Re: Prehistoric stone row - or collapsed modern wa
Mar 09, 2005, 16:17
The way my rows are situated in the landscape seems most alike those on Exmoor. There are double rows, certainly, there but they seem to wander rather than to align. The proof of the pudding is in the eating and we are at the end of a long Metonic Cycle. The moon has returned to the extremes of northern and southern rising and setting and this is just the right time to test these alignment hypotheses to see if they stand up. Just the first few attempts have revealed useful insights about the monuments and the feeling of reopening long closed branches of human endeavour is rewarding by itself (much artistic inspiration eg).

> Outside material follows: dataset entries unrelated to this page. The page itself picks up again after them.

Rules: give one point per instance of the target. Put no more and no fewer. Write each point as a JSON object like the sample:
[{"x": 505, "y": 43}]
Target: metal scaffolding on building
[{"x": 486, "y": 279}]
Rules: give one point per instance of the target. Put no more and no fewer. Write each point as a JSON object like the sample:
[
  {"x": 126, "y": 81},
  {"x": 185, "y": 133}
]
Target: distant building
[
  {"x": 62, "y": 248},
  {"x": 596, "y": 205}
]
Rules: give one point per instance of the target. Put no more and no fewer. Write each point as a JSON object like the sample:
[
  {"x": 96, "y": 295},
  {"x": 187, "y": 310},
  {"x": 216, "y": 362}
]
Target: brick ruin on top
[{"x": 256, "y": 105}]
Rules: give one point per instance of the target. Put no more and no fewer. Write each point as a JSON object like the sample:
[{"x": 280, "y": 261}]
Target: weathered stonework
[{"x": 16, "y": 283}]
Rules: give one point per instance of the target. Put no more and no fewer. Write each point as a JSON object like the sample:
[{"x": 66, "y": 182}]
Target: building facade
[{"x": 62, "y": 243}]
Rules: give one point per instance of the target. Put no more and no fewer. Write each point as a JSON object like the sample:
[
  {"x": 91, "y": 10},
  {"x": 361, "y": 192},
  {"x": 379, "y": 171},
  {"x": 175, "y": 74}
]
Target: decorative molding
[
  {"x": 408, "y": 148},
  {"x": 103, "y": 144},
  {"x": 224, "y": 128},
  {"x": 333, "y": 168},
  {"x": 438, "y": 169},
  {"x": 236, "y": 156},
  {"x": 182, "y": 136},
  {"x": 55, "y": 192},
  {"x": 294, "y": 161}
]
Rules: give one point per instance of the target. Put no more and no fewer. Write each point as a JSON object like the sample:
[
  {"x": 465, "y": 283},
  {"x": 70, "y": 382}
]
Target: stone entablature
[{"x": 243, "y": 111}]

I have summer observatories and winter observatories and the Bolton ones comprise the winter set. I hoped someone would carry on the observations at Bolton over the summer and a person has appeared that may cherrypick the more convenient ones - he lives in London but his parental home is in Smithills. We'll have to see. He's looking for songwriting inspiration possibly ...
Lubin
Lubin
509 posts

Re: Prehistoric stone row - or collapsed modern wa
Mar 09, 2005, 18:55
I have seenmost if not all the stone rows on Dartmoor and many in Cornwall and none look like this.I would like to see a photograph without the snow just to see how close together the stones are.I remain open minded as I would like to think there are undiscovered sites still waiting to be found.I have discovered what appears to be an unrecorded kist on Dartmoor,but without excavation who can realy say.
StoneLifter
StoneLifter
1594 posts

Re: Prehistoric stone row - or collapsed modern wa
Mar 09, 2005, 20:09
The stones that are in their original sockets are all paired. The gap between them is too small to have allowed a person to pass. I don't agree about excavation providing final proof, for me that rests in the alignment of the stones. It is to be expected that Boltonians create objects that are unusual and weird. I don't agree about only a few monuments being lost - I think their are a lot of undiscovered stone monuments, particularly in the Pennine uplands.

They are undiscovered because nobody has ever taken the trouble to look for them. (This is what irks me about having sites deleted - when they're rubbed off the database then nobody can even hope to find them). Burnt Edge eg and Thurstones eg. They are also unlike other sites that I know but that must be a better reason for keeping them listed.
TMA Ed
615 posts

Re: Prehistoric stone row - or collapsed modern...
Mar 09, 2005, 21:44
The Counting Hill Stone Row has been removed.

Stonelifter, please refer to our previous correspondences regarding sites that are not widely recognised.